Einfahrt zum Bundesgerichtshof in Karlsruhe.Foto: Uli Deck/dpa

Deutsche, die nach Syrien ausreisen und sich einer islamistischen Gruppe anschließen, können nicht ohne weiteres wegen Vorbereitung einer schweren Gewalttat bestraft werden. Das entschied der Bundesgerichtshof (BGH) am Dienstag in einem Grundsatzurteil.
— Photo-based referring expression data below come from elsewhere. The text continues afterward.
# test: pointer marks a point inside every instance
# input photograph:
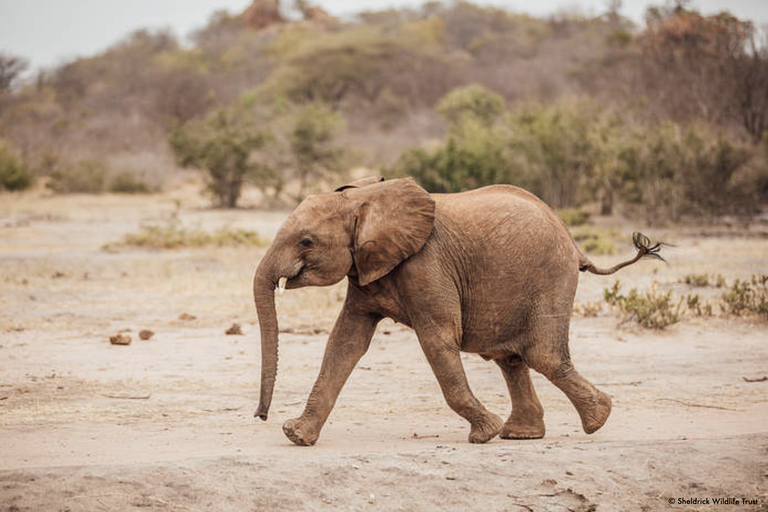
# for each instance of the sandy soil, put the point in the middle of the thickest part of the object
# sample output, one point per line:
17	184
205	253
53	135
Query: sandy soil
166	424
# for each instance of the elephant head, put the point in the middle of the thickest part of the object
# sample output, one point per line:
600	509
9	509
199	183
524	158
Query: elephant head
363	229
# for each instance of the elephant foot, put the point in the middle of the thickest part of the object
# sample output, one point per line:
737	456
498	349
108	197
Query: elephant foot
518	427
299	433
595	415
486	429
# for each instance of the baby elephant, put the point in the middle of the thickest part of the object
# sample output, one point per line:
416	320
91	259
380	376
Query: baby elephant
491	271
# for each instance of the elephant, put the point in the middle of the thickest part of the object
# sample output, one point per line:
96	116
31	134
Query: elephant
491	271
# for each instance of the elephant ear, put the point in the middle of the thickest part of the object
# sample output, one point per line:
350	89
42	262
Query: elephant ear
394	220
362	182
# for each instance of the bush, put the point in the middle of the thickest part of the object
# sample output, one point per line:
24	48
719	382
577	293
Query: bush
748	296
703	280
697	306
471	100
573	217
596	241
13	173
652	310
85	177
221	144
128	183
174	236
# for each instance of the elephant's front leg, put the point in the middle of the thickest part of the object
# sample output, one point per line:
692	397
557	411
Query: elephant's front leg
442	351
347	343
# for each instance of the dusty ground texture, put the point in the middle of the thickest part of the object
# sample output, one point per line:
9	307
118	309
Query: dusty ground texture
166	424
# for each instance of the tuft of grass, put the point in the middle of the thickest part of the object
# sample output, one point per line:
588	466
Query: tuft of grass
573	217
588	309
174	236
697	306
748	296
652	309
128	183
703	280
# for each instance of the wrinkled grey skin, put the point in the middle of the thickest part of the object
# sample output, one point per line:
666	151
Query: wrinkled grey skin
491	271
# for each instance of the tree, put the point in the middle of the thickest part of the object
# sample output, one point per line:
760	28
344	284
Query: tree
221	145
10	69
311	139
471	100
13	172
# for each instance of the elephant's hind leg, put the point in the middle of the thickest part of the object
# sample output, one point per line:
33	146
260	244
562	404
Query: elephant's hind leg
527	418
443	355
548	355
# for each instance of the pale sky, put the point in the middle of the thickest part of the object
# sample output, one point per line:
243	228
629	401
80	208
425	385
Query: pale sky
49	32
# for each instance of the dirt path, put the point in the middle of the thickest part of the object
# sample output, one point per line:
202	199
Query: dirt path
167	424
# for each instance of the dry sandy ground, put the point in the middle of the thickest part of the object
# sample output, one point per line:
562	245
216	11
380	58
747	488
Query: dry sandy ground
166	424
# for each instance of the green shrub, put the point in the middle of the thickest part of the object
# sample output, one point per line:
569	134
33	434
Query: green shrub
13	173
748	296
174	236
85	177
596	241
221	145
703	280
697	306
652	309
573	217
599	246
128	183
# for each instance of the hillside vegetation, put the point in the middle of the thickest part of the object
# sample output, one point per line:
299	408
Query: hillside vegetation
668	120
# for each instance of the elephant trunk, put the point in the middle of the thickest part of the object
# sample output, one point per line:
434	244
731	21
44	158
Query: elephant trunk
264	296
Voraussetzung für eine solche Verurteilung sei eine aktive Beteiligung an Kampfhandlungen, urteilte der Staatsschutzsenat des BGH. Wer in einem ausländischen Kampfgebiet mit einer terroristischen Vereinigung lediglich sympathisiere und Waffen allein zur Selbstverteidigung besitze, könne nicht wegen Vorbereitung einer schweren staatsgefährdenden Gewalttat bestraft werden.

Der Bundesgerichtshof bestätigte damit ein entsprechendes Urteil des Landgerichts München. (Az.: 3 StR 218/15) Die Verurteilung einer Islamistin aus dem Allgäu zu eineinhalb Jahren Haft auf Bewährung ist damit rechtskräftig.

Damit verwarfen die Karlsruher Richter die Revision der Münchner Staatsanwaltschaft, die eine härtere Bestrafung erreichen wollte. Die Frau war im Januar 2014 mit ihren damals drei und sieben Jahre alten Töchtern nach Syrien gereist. Dort wurde sie die Zweitfrau eines „Gotteskriegers“. Dieser hatte sich der Al-Nusra-Front angeschlossen, dem syrischen Ableger des Terrornetzwerkes Al Qaida.

Nach ihrer Rückkehr verurteilte das Landgericht die Frau aus Immenstadt im Allgäu wegen Entziehung Minderjähriger. Die Staatsanwaltschaft legte gegen das Urteil Revision beim BGH ein: Sie hatte drei Jahre Haft gefordert und wollte eine Verurteilung auch wegen Vorbereitung einer schweren staatsgefährdenden Gewalttat erreichen.

Die Angeklagte war laut BGH zwar bereit, Waffen bei einem Angriff durch die syrische Armee einzusetzen. Das offenbarte sie etwa in Chat-Protokollen. Sie habe mit ihren Kindern in Syrien aber mehrfach den Wohnort gewechselt, um gerade nicht in Kämpfe verwickelt zu werden. Der BGH verwies grundsätzlich darauf, dass die Strafnormen zur präventiven Terrorismusbekämpfung "zurückhaltend" auf ausländische Sachverhalte angewendet werden müsse. Die Angeklagte und ihr Anwalt waren nicht zu dem Prozess nach Karlsruhe gekommen. (rtr/dpa)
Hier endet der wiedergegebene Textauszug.